Therein lies the truth of right relationship, of loving understanding, of actively expressed Love. It is the basis of Oneness and the expression of Unconditional Love. This basic truth never changes because it is related to the nature of Creation.

We will look at how compassion fits into the major religions later, so suffice it to say for now that Mahayana Buddhism suggests that enlightenment is cultivated by seeking better integration of our heart centre through seeking more ways to express and develop love in our lives: in other words, to be more compassionate.

Compassion is seen by some as a virtue, one in which the emotional capacities of empathy and sympathy for the suffering of others, are regarded as a part of?love itself and a cornerstone of greater social interconnection, and a foundation to the highest principles in philosophy and society.
Throughout the ages of earth’s evolution many different humanist philosophies have developed, as well as many organized religious traditions. Nearly all of them have emphasized the positive traits of human compassion as a virtue to strive for in daily life. However, when we think about the meaning of the word compassion we generally think of a human characteristic and place a moral or ethical judgment on our perception of it. This judgment tries to define what we as human beings believe is good or bad. Whenever we use the ego to shape our fixed belief system and its inner dialogue, we assign a value to our perception of events.

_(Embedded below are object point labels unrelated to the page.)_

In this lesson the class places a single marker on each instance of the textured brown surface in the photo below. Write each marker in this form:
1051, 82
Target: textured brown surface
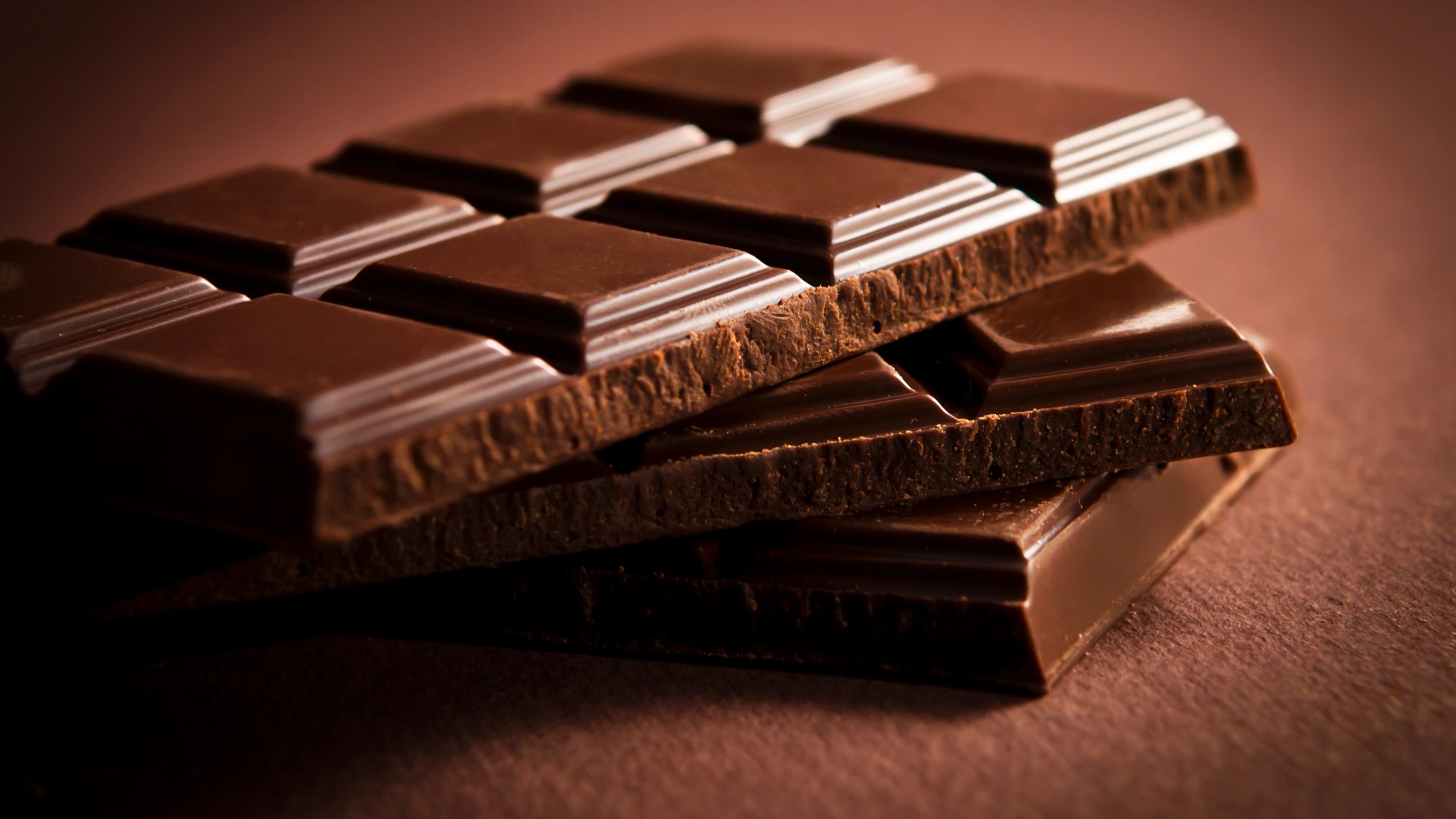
779, 484
1298, 662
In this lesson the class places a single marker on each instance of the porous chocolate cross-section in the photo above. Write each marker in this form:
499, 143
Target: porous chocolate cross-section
749, 92
1005, 588
528, 156
273, 229
826, 214
854, 436
1056, 142
861, 397
576, 293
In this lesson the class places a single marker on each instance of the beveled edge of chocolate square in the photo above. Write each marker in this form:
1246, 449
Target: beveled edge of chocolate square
576, 184
792, 117
1165, 136
217, 257
944, 216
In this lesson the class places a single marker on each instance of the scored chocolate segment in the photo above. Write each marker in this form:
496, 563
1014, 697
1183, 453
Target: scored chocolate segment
228, 417
518, 158
576, 293
749, 92
273, 229
1005, 588
861, 397
1056, 142
56, 304
825, 214
1097, 336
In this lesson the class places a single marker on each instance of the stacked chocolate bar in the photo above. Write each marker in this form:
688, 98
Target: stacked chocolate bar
724, 351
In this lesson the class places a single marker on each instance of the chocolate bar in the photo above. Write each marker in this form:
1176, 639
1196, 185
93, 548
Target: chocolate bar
749, 92
950, 242
1108, 371
1056, 142
1005, 589
532, 156
273, 229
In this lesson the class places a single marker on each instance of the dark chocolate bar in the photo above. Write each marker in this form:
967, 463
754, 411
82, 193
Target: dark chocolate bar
1056, 142
284, 229
825, 214
749, 92
518, 158
57, 304
875, 431
1005, 588
276, 229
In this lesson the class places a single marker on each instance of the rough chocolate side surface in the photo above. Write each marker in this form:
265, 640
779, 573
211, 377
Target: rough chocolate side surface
787, 483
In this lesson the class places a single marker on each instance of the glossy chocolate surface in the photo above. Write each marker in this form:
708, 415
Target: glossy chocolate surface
228, 417
749, 92
826, 214
342, 377
1097, 336
577, 293
57, 302
861, 397
1004, 588
1056, 142
518, 158
273, 229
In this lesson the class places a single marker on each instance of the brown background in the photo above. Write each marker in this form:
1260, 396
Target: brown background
1301, 660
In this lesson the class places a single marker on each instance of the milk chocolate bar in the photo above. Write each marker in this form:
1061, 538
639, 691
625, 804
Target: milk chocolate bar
1004, 589
1104, 371
749, 92
526, 156
273, 229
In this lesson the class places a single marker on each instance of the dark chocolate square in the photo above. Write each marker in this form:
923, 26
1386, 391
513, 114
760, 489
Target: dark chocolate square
1097, 336
518, 158
232, 414
57, 302
826, 214
749, 92
577, 293
273, 229
1053, 140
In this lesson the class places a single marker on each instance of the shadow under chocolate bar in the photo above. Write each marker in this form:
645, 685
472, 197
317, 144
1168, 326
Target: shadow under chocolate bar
1110, 369
1004, 589
325, 445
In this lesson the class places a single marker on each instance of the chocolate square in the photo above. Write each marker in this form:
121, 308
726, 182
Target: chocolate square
273, 229
56, 304
1097, 336
576, 293
1053, 140
233, 414
518, 158
826, 214
749, 92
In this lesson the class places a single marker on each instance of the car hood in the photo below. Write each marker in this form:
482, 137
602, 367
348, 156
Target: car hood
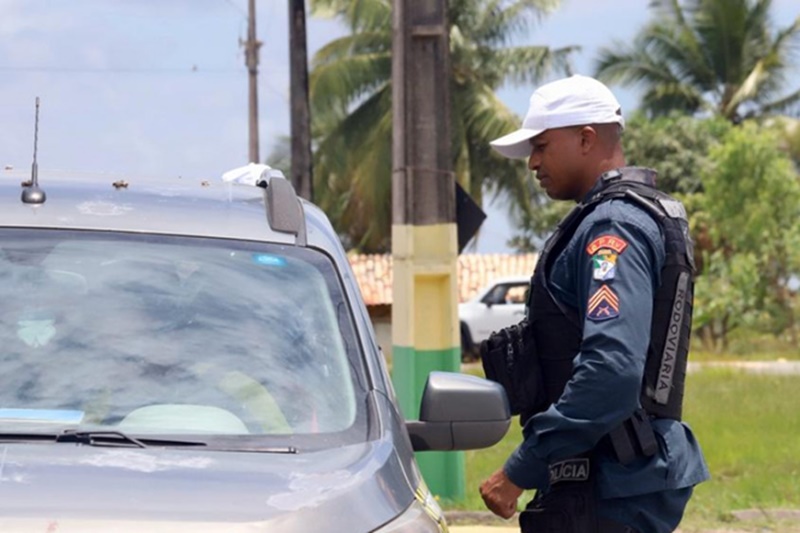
70, 488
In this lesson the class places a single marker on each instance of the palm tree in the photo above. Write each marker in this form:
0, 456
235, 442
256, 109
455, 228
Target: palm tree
718, 56
352, 109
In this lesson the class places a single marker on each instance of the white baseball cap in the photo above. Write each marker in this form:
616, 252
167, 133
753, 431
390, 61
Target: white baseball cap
573, 101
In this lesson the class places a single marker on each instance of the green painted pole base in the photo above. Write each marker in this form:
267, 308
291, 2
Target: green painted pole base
443, 471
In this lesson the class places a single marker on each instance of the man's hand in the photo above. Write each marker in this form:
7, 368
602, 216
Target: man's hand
500, 494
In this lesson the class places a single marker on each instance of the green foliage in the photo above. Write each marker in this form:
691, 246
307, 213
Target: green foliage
350, 86
747, 427
747, 220
676, 146
719, 56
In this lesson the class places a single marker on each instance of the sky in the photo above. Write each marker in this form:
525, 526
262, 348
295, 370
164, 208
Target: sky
158, 88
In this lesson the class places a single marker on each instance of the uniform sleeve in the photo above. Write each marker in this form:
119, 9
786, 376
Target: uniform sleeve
617, 266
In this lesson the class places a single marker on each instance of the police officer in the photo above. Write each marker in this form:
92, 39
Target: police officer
610, 315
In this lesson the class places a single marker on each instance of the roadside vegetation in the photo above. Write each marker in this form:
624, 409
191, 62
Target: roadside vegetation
747, 425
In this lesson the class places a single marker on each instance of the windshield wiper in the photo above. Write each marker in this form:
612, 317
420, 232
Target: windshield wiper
118, 438
114, 438
95, 438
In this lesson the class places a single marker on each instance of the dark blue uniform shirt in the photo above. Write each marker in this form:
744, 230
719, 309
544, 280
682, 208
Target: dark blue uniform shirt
609, 272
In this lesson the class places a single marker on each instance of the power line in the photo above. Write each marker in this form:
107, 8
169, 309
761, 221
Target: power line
122, 70
236, 7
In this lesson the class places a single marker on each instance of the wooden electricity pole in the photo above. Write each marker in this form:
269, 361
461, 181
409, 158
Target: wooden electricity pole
424, 235
301, 115
251, 46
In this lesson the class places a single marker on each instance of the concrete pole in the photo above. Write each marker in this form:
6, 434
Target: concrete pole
424, 235
251, 47
301, 114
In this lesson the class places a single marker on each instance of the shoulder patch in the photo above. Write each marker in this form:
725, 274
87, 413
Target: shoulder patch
604, 265
603, 304
611, 242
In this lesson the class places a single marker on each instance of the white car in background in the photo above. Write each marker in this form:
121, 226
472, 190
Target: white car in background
496, 306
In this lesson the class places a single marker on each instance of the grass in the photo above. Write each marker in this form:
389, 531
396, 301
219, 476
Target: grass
748, 427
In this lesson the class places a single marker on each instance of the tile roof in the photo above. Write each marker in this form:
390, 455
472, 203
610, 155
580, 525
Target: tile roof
374, 273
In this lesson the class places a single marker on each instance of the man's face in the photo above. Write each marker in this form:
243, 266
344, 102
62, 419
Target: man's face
556, 158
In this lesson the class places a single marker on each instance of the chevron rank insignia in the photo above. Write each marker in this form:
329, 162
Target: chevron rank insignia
603, 304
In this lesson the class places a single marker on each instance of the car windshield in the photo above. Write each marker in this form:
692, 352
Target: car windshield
231, 340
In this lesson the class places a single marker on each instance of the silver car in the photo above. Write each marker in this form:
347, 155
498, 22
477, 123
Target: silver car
195, 356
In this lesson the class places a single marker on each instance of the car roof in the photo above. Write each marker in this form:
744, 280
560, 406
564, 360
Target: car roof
177, 206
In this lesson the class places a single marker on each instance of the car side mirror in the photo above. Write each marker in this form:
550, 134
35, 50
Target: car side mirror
460, 412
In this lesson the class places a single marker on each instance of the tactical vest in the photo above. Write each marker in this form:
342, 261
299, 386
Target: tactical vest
558, 330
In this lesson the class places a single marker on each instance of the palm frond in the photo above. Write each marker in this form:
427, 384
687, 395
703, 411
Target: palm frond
788, 104
357, 43
357, 14
335, 86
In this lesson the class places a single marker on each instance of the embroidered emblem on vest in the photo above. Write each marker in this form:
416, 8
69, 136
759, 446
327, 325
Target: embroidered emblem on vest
604, 265
611, 242
603, 304
570, 470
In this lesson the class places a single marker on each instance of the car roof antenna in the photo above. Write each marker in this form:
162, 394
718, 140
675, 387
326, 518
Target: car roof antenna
32, 194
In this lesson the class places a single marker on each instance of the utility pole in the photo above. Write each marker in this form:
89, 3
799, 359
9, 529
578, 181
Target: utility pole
251, 46
424, 234
301, 115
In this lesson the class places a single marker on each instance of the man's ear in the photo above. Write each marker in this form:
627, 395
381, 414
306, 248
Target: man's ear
588, 138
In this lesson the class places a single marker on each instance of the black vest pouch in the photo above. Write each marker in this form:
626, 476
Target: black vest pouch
509, 358
569, 504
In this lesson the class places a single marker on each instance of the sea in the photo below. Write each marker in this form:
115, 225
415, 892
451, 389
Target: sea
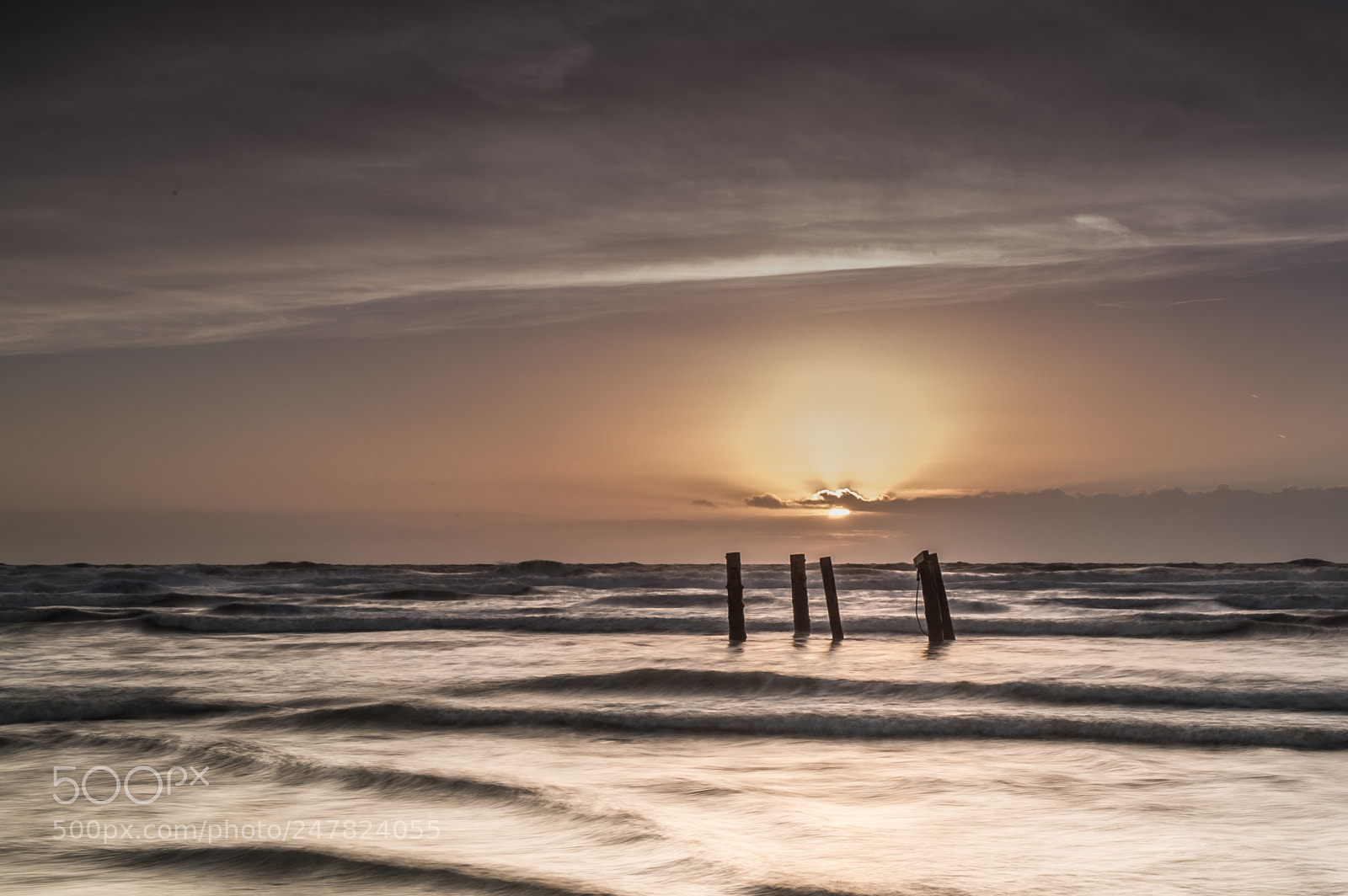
553, 729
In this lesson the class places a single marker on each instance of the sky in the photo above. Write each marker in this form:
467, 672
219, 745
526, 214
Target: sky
660, 280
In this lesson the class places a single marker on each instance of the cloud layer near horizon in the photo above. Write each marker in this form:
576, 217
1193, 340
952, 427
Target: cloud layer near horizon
184, 174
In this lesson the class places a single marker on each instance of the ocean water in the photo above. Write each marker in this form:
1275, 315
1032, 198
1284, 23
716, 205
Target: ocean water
550, 729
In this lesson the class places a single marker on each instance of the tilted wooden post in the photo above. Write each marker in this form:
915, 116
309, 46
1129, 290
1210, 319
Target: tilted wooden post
940, 627
930, 604
800, 601
831, 597
947, 624
735, 597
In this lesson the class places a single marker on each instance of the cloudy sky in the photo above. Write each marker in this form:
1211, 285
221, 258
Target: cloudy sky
637, 280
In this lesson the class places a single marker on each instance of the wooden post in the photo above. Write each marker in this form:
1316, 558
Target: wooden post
831, 597
735, 597
947, 626
800, 601
930, 603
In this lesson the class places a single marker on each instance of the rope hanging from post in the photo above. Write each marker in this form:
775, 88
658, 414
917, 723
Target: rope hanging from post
917, 593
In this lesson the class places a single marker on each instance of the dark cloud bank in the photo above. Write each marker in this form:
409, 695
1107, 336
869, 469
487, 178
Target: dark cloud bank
1222, 525
184, 173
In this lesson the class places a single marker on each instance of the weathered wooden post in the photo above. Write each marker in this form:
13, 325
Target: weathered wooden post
947, 624
735, 597
933, 599
800, 601
831, 597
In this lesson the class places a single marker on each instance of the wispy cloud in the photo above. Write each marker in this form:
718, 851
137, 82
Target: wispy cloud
177, 179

Compassion clouded by judgment becomes extremely twisted, as it has to fit into what we believe the circumstance really is that actually deserves our compassion. ?From these ego mental distortions, many of which may well be reinforced by religious dogma, our idea of what defines compassion can become muddled within extremely heavy emotions such as guilt, shame or resentment. For example, we may give to charity to make ourselves feel better, so that the inner personal conflict will go away in the belief that we are being compassionate. We may feel that in order to be a good person, a spiritual person, we should be compassionate in order to have empathy and feel others’ suffering, and so our compassion is in danger of being misapplied.

So what is Compassion?

To have compassion is to have understanding. To develop compassion, first you must understand and forgive yourself, knowing that you are doing the best you can within your current belief system and your current capability levels. The more understanding, forgiveness and loving kindness you can give yourself the more genuine compassion you can feel for someone else and the more compassionate you will be.

As noted above, judging only confuses things so it is best if we do not judge ourselves or anyone else. The world is full of teachers, friends as well as enemies. There are only lessons for us, not “good” or “bad” experiences. We are here to grow and evolve spiritually.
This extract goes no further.